Ma Cluvien dal mio destino
D'imitar non m'è concesso.
Dell'ipocrita Crispino
Vo' seguir l'orme da presso.
Tu mi guida, o dea cortese,
Per lo incognito paese.
Di tua man tu il collo alquanto
Sul manc'omero mi premi:
Tu una stilla ognor di pianto
Da mie luci aride spremi:
E mi faccia casto ombrello
Sopra il viso ampio cappello.
É il tipo figurato per l'eternità dal Molière, qui la prima volta ridotto alle brevi proporzioni della caricatura popolare.

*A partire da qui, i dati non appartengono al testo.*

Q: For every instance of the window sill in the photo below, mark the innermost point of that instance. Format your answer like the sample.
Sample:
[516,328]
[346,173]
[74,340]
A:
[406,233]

Ma quest'altra strofe con quanta efficacia non rende il giólito degli sfoghi bestiali grugnante dallo stabbiolo della conscienza ipocrita! Quel fregamento di mani interiore, quella interrogazione e quella esclamazione che s'incalzano con uno sguardo di sotto in su, come é drammatico!

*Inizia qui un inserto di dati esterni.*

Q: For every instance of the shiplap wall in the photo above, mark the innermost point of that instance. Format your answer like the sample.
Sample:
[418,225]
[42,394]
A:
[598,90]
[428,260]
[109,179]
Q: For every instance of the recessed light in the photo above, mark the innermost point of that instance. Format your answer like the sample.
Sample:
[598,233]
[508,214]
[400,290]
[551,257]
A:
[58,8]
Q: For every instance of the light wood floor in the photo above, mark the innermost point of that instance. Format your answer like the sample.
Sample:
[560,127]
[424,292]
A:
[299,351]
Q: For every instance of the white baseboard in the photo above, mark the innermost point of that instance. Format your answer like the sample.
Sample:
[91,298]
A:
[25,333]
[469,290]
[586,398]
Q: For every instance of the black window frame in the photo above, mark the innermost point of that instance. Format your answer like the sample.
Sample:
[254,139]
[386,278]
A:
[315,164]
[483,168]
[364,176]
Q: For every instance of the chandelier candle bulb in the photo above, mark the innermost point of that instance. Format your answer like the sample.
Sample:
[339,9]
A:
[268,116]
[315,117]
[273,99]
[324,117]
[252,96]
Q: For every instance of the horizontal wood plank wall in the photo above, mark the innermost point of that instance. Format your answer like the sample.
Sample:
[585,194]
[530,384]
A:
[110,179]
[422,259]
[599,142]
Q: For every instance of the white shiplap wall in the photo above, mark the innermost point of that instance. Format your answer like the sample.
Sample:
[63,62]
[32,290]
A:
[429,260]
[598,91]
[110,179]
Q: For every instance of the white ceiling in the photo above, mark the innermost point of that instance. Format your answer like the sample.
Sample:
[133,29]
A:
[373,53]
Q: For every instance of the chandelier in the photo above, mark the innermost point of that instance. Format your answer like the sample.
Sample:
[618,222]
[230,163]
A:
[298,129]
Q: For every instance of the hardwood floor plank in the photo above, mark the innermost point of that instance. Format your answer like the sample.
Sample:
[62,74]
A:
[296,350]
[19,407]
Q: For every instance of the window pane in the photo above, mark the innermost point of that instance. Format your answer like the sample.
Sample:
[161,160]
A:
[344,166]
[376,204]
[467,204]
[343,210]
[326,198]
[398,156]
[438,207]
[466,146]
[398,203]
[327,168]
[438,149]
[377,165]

Ch'io non macchi e ch'io non sfrondi,
Dalle forche e dall'esiglio
Sempre salvo? A me fecondi
Di quant'oro fien gli strilli
De' clienti e de' pupilli!
☼
Le ultime due strofe sarebbe meglio non ci fossero. C'è l'amabil lume e il fervido pensiere, ci sono i rai della verità e le zanne fiere del mostro orrendo dell'Impostura, c'è un E me nudo nuda accogli che fa ridere, facendo pensare alla bella figura che farebbero que' due nudi lí, la Verità e l'abate. Quei nostri vecchi, con tutte le lodi del buon tempo antico, doveano aver da vero di molto poca stima o dell'intelligenza o dell'onestà dei loro lettori uditori: attaccavano sempre la moralità dove n'era meno il bisogno. Oggi affettiamo invece la immoralità. Né l'uno né l'altro è arte.